Dünya Sağlık Örgütü (DSÖ), Afrika’daki Kovid-19 aşılama eksikliğini kapatmak için bazı kıta ülkelerinde mRNA teknolojisiyle aşı üreten merkez kurulacağını duyurdu.
Belçika’nın başkenti Brüksel’deki Avrupa Birliği (AB) ve Afrika Birliği Liderler Zirvesi’ne katılan DSÖ Genel Direktörü Dr.
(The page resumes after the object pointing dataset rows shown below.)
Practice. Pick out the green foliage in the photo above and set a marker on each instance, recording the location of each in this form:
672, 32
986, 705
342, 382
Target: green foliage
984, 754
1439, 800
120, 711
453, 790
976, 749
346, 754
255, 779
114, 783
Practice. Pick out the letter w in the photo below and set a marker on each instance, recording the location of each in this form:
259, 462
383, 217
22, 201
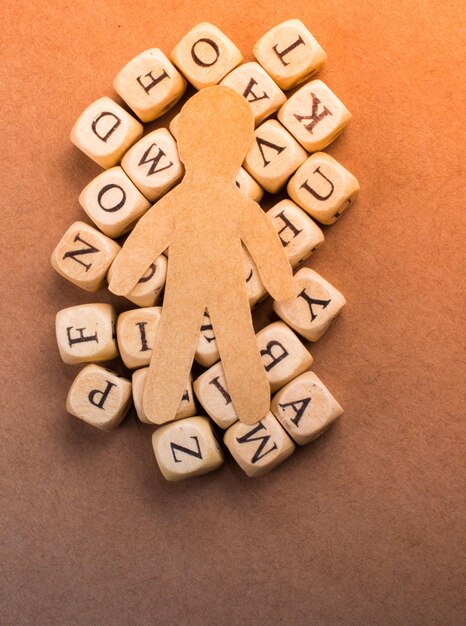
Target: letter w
248, 437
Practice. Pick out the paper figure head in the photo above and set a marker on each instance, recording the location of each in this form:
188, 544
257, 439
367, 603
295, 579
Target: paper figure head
214, 134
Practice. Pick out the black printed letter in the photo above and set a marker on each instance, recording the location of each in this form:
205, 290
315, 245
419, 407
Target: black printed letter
275, 359
248, 437
103, 395
108, 130
72, 254
315, 117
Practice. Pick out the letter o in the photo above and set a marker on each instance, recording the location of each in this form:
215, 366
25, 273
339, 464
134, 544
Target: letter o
210, 43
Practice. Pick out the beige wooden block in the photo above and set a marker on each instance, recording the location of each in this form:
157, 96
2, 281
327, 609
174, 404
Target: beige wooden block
305, 408
300, 236
323, 188
136, 332
252, 82
315, 306
187, 405
284, 356
86, 333
186, 448
153, 164
113, 202
314, 115
247, 185
254, 285
99, 397
289, 53
104, 131
84, 255
148, 290
258, 448
274, 156
206, 350
211, 391
205, 55
150, 84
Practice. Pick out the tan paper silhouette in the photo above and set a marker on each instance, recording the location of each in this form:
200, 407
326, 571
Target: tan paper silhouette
203, 222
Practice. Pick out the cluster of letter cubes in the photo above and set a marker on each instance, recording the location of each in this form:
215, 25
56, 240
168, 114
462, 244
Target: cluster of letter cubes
138, 170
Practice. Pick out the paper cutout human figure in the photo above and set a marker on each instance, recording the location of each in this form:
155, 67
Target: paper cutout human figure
203, 222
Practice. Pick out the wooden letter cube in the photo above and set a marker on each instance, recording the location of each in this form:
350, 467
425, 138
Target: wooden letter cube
187, 406
104, 131
113, 202
86, 333
186, 448
323, 187
99, 397
149, 289
305, 408
300, 236
289, 53
205, 55
84, 255
314, 115
284, 356
315, 306
206, 350
273, 156
258, 448
255, 85
153, 164
136, 332
211, 391
150, 84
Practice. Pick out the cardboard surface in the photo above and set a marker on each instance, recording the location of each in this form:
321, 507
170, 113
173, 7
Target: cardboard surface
203, 222
364, 525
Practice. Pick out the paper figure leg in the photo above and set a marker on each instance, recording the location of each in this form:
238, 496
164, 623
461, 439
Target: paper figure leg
244, 373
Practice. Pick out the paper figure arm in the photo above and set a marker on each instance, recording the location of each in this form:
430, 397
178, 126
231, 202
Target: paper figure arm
266, 249
151, 236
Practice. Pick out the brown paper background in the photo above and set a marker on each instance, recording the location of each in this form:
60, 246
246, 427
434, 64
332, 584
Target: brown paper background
361, 527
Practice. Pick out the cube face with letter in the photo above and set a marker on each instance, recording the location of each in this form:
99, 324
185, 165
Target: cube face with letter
205, 55
86, 333
283, 355
136, 333
314, 116
99, 397
84, 255
255, 85
305, 408
113, 202
153, 164
187, 406
299, 234
315, 306
323, 188
274, 156
258, 448
289, 53
186, 448
104, 131
150, 84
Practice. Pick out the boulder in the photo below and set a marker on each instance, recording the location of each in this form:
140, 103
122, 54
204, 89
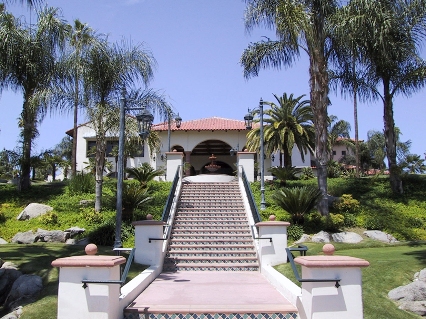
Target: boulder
415, 291
321, 237
73, 231
346, 237
417, 307
379, 235
303, 239
52, 235
25, 238
15, 314
7, 278
34, 210
24, 290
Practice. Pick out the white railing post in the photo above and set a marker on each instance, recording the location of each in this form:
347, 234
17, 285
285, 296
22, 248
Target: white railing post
322, 300
90, 300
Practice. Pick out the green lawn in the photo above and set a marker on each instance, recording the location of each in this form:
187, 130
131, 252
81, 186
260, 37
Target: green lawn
390, 266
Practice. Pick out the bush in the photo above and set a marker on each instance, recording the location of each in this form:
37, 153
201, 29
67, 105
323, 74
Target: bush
81, 183
297, 201
294, 232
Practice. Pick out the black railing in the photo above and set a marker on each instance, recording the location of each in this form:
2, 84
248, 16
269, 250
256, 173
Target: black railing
250, 198
169, 202
302, 250
123, 275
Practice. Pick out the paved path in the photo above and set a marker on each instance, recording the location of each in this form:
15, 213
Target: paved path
212, 291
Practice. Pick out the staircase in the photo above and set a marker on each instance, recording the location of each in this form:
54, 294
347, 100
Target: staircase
210, 231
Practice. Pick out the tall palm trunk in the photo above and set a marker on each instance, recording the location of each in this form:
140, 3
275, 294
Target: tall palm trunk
390, 139
28, 118
319, 102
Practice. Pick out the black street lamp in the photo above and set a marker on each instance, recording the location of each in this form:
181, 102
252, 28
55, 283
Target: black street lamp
145, 119
178, 122
248, 119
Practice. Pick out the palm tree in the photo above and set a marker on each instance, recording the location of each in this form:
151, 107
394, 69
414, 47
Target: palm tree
388, 36
338, 134
108, 70
28, 57
300, 25
289, 123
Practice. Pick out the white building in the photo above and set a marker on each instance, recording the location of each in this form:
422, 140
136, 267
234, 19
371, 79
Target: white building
197, 139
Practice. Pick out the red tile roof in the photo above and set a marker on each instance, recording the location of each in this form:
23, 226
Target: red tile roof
206, 124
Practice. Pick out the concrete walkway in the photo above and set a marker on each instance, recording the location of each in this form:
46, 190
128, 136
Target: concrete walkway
211, 292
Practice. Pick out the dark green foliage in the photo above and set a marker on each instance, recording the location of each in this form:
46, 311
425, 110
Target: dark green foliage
297, 201
294, 232
81, 184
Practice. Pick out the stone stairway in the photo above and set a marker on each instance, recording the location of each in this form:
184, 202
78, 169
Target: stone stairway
210, 230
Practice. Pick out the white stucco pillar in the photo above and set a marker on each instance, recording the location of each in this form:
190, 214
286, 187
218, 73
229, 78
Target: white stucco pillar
97, 300
174, 159
272, 251
246, 160
149, 253
322, 300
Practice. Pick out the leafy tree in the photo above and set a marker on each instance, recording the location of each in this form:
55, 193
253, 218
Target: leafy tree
387, 36
28, 59
300, 26
107, 71
289, 124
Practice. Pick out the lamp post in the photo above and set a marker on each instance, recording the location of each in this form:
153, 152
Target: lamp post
248, 119
178, 121
144, 119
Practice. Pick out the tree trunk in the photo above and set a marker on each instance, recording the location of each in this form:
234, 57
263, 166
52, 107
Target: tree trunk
287, 158
319, 103
390, 140
28, 118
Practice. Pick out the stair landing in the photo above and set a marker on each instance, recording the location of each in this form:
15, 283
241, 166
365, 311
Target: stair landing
210, 294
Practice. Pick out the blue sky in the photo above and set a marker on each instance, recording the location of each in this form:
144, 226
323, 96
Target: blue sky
197, 45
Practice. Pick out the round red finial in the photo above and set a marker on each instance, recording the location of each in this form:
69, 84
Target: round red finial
328, 249
91, 249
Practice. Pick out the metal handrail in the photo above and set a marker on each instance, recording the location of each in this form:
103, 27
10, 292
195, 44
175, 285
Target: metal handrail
250, 197
303, 250
123, 275
169, 202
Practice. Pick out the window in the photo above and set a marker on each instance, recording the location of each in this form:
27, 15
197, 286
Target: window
112, 148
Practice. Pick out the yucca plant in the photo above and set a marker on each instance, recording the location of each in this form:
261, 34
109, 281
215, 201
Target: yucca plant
284, 174
297, 201
144, 173
134, 195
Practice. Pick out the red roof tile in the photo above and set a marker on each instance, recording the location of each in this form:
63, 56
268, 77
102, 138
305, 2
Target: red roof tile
207, 124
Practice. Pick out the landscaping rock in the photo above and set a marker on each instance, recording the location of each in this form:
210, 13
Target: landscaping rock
346, 237
304, 238
7, 278
381, 236
73, 231
321, 237
417, 307
15, 314
415, 291
34, 210
25, 238
87, 202
23, 290
52, 235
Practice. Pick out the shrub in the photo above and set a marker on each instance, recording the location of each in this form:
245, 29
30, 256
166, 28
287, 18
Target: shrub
297, 201
81, 183
294, 232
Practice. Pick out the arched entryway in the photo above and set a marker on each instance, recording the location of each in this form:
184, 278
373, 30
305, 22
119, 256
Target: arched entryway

Tedros Adhanom Ghebreyesus, aşı üretim merkezlerine dair bilgi verdi.
Aşı üretimi için teknolojik yardımları ilk alacak ülkelerin Mısır, Kenya, Nijerya, Senegal, Güney Afrika ve Tunus olduğunu bildiren Ghebreyesus, bu ülkelerdeki mRNA aşı merkezlerinin öncelikli olarak kıtadaki Kovid-19 acil durumunu düzeltmek için aşı üreteceğini söyledi.
Ghebreyesus, “Halk sağlığı ürünleri için az sayıda firmanın tedarikine bel bağlamanın ne kadar tehlikeli bir şey olduğunu bize hiçbir şey Kovid-19 salgınından daha iyi göstermemiştir.” dedi.
Afrika’da kurulacak mRNA aşı merkezlerinin küresel Kovid-19 aşı eşitsizliğinin önüne geçmede katkı sağlayacağını vurgulayan Ghebreyesus, “Orta ve uzun vadede çıkabilecek sağlık acil durumlarıyla en iyi mücadele etme yöntemi, bu durumlar karşısında uluslararası alanda sağlık tedbirleri almaktır.” diye konuştu.
Ghebreyesus, aşı üretimlerine en kısa zamanda başlanması için DSÖ ve ortaklarının yol haritası geliştireceğinin altını çizerek bu konuda teknolojik yardımların gideceği ülkelerde gerekli eğitim ve desteği vereceklerini kaydetti.
Kendi aşılarımızı üretmemiz için önemli bir girişim
Aşı merkezi kurulacak ülkelerden Güney Afrika’nın Cumhurbaşkanı Cyril Ramaphosa, “Bu girişim, kendi aşılarımızı kendimizin üretmesi için oldukça önemlidir.” dedi.
Ramaphosa, Afrika’da kurulacak mRNA aşı merkezlerinin ekonomileri ve sağlık altyapıları için kritik bir yatırım olduğuna dikkati çekti.
Kovid-19’a karşı ilk mRNA aşısını üreten Pfizer ve BioNTech firmaları da dün, Afrika’da mRNA tabanlı aşıların üretimi için nakliye konteynerlerinden yapılmış aşı fabrikası geliştirdiklerini açıklamıştı.
Alman şirketin ilk konteyner fabrika modülünü Senegal ve Ruanda’ya bu yılın ikinci yarısında ulaştıracağı bildirilmişti.
DSÖ, Afrika kıtasında nüfusun sadece yüzde 8’inin aşılandığını belirtmiş ve küresel aşı eşitsizliğinin ele alınması için uluslararası camiayı harekete geçmeye çağırmıştı.